Die Sicherheitslage ist sehr eindeutig zu beurteilen. Ich konnte im Jahr 2018 bekannt geben, dass ausweislich der Polizeilichen Kriminalstatistik die Kriminalitätsbelastung im Land Rheinland-Pfalz so gering wie seit 20 Jahren nicht mehr ist, mit einer im Bundesvergleich extrem hohen Aufklärungsquote. Diese positive Bilanz wird sich – mir liegen die ersten Zahlen vor, und ich werde sie in wenigen Wochen öffentlich bekannt geben – weiter positiv darstellen. Von dem her sind die Rahmenbedingungen gut.

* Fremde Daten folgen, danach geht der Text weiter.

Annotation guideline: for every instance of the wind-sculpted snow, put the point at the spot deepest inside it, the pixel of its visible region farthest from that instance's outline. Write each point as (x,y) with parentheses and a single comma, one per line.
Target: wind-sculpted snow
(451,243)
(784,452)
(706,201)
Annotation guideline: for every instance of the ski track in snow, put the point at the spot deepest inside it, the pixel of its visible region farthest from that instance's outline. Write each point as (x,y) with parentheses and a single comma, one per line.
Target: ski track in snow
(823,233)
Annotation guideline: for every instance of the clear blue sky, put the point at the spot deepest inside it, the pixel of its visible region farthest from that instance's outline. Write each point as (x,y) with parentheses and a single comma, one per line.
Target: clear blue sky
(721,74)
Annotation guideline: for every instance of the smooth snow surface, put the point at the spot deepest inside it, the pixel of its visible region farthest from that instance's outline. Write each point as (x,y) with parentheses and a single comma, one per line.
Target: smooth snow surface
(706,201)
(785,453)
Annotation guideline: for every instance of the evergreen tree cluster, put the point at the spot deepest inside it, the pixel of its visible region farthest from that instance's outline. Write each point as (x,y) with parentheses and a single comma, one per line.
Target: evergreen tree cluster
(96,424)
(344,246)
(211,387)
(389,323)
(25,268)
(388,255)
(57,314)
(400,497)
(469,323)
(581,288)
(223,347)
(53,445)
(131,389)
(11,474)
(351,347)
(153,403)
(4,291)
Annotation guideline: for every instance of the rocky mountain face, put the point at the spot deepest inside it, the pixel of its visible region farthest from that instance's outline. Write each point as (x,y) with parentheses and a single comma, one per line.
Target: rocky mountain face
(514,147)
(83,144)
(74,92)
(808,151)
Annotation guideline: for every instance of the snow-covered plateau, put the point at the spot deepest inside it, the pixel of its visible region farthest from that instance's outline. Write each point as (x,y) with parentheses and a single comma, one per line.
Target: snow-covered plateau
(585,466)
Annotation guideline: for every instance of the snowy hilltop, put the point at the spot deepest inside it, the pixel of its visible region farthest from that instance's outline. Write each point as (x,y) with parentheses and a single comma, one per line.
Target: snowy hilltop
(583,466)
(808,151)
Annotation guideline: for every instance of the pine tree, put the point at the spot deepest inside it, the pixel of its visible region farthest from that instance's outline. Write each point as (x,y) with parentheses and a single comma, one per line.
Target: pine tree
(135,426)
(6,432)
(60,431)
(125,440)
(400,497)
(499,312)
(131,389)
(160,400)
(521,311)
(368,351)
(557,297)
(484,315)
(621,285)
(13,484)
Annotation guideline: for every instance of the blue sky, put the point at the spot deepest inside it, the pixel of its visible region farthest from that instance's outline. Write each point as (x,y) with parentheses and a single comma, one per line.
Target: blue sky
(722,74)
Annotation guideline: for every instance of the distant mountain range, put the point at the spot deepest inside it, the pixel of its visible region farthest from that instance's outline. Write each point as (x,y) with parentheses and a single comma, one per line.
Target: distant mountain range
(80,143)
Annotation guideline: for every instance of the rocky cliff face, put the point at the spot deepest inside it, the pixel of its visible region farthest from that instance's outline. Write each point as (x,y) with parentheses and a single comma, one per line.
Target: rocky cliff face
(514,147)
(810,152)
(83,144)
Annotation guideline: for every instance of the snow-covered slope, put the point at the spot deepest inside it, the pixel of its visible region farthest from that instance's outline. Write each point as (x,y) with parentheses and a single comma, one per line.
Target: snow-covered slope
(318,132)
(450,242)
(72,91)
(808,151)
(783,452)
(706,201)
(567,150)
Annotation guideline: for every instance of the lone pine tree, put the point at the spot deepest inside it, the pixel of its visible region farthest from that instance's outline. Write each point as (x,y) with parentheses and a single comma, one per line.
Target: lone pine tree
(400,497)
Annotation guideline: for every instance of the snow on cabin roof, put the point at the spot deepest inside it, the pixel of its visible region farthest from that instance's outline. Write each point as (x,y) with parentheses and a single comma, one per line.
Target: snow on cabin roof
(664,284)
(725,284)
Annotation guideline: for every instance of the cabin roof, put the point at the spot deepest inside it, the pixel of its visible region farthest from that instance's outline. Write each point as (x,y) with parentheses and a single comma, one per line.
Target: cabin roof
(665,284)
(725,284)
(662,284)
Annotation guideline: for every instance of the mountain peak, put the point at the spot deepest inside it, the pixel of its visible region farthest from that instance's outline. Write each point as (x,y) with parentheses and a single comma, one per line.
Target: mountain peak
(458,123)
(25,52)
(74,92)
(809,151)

Wir wissen allerdings – wir haben das oft diskutiert –, Gewalt gegen Polizeibeamte, Gewalt gegen Feuerwehrkräfte, Gewalt gegen Rettungsdienstler und garantiert auch Gewalt gegen Ordnungskräfte gibt es. Deswegen sage ich: Es ist zulässig, dass Ordnungskräfte zum Beispiel mit Diensthunden ausgestattet werden; die haben eine sehr abschreckende Wirkung. Für die deeskalierende Wirkung – danach ist jetzt nicht explizit gefragt worden – halte ich die Bodycam für eine gute Ausstattungsmöglichkeit auch für die kommunalen Vollzugsdienste.